Screenshot of recent presentation on the slave release story. (See it at http://prezi.com/nd26ypqgpu-u/jeremiah-348-22-fresh-life-from-ancient-roots-bilingual/)
God’s Awareness of the Individual
Reading this story, my eye was caught by little phrase ‘לְנַפְשָׁם’ (l’naphshām). Translated “as they desired” (NET, w. NRSV similar) or “where they wished” (NIV), I now think “to live their own lives” (New Jerusalem Bible)’ is closer to the Hebrew. The important point is that either the will, or at least the wellbeing, of the slave is taken into account in this little phrase, i.e. the slave is considered as a person and not just property.
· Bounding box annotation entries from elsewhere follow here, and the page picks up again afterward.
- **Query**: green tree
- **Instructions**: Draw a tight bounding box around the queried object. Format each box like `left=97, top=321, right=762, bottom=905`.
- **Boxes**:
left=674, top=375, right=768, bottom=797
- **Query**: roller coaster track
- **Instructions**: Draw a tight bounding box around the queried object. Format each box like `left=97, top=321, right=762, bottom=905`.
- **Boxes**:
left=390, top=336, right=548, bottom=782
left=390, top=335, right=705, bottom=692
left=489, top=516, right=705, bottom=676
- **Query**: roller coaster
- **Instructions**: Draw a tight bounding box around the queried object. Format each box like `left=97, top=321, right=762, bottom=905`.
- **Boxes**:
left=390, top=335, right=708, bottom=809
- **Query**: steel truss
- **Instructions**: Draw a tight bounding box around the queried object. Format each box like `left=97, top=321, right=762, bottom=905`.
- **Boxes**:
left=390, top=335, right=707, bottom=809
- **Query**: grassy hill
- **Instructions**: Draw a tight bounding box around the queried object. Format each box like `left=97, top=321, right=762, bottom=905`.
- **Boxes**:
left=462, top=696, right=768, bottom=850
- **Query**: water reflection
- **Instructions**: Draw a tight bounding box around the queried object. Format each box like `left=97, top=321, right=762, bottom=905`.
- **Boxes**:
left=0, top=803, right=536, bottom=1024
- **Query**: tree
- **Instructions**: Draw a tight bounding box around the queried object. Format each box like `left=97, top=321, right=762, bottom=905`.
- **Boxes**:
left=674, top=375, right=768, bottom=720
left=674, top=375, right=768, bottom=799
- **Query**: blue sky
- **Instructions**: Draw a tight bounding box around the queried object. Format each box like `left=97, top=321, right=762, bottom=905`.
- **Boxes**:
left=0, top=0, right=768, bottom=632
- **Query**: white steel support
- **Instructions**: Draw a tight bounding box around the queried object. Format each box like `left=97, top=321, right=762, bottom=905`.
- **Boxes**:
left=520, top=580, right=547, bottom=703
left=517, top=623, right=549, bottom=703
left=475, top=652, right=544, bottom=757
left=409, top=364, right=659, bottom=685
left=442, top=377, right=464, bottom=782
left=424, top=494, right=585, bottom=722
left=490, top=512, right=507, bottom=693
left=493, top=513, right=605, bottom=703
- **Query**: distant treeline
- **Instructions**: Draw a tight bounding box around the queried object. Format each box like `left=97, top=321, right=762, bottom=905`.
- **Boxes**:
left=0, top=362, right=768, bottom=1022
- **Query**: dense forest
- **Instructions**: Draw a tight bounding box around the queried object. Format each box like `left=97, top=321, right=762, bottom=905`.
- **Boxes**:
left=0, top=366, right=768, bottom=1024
The same safeguarding of the slave as a person is seen in OT slave law. Exod 21:5-6; Deut 15:16-17 say that the choice to become a bondslave, i.e. to renounce the right to freedom after the stipulated ownership period of six years, remains the slave’s own. Deut 15:18 implies that this is an exception and should not quietly become the default arrangement, though it is possible to imagine this bondslave provision being exploited as a loophole, and it is hard to tell whether torah slave laws were ever properly enforced (though Jeremiah 34 and Nehemiah 5 provide case studies).
Deuteronomy often connects the slave’s domestic situation with the Israelites’ national past, most famously in the Deuteronomy version of the Ten Commandments:
“But the seventh day is a sabbath to the LORD your God. On it you shall not do any work, neither you, nor your son or daughter, nor your male or female servant,…so that your male and female servants may rest, as you do. (15) Remember that you were slaves in Egypt and that the LORD your God brought you out of there with a mighty hand and an outstretched arm.” (Deut 5:14b-15a NIV)
This care of the rights even of an owned individual fits a theme we see at various points in Jeremiah. Though the outlook for the nation is grim, as the Babylonian destruction of Jerusalem is destined to fall as the inevitable expression of Yahweh’s judgment for Judah’s sin, the individual who remains faithful to God can, maybe not thrive, but survive:
- Jeremiah, who is so afraid of his calling and continues to suffer through it, is made “iron and bronze” by the LORD and outlasts all of his rivals.
- Ebed-Melech, the African royal court staffer who rescues Jeremiah from the cistern (Jer 38:7-13), is rewarded for his faith and faithfulness with survival of the crisis (39:15-18).
- Baruch, who feels the burden of the prophetic ministry as his master does (45:3), is urged to let go of ambitions inappropriate to such a dark and difficult time (45:5a), but is also granted survival (45:5b).
Hinted at here is a possible freedom both from the mastery of ego and the grinding burden of self-loathing. The work and plan of God, we might say the Kingdom, is bigger than you or me. Like little children in a large family, circumstances cannot be ordered around our personal preferences. But like little children in a large family, each of us remains inestimably precious to God. To use Paul’s image, like the various parts of the ‘body of Christ’ (1 Cor 12:12-27), each of us who has been inducted into the family of God, a privilege anyone may claim who is so minded, has a role to play in the right functioning of that body as a whole. In a sense, while we’re not needed by God, the Bible’s witness is that we are wanted.
That makes me relax a little. The need to try to prove my right to breathe has passed. I don’t need to achieve anything on the sporting field or in the business world (or academically!) to show onlookers that I’m a worthy human being. I don’t need to publish a book to be someone. Just my being here shows that I’m wanted, if this is a world where God presides.
Hands up anyone who prefers it to be a world where God does not preside.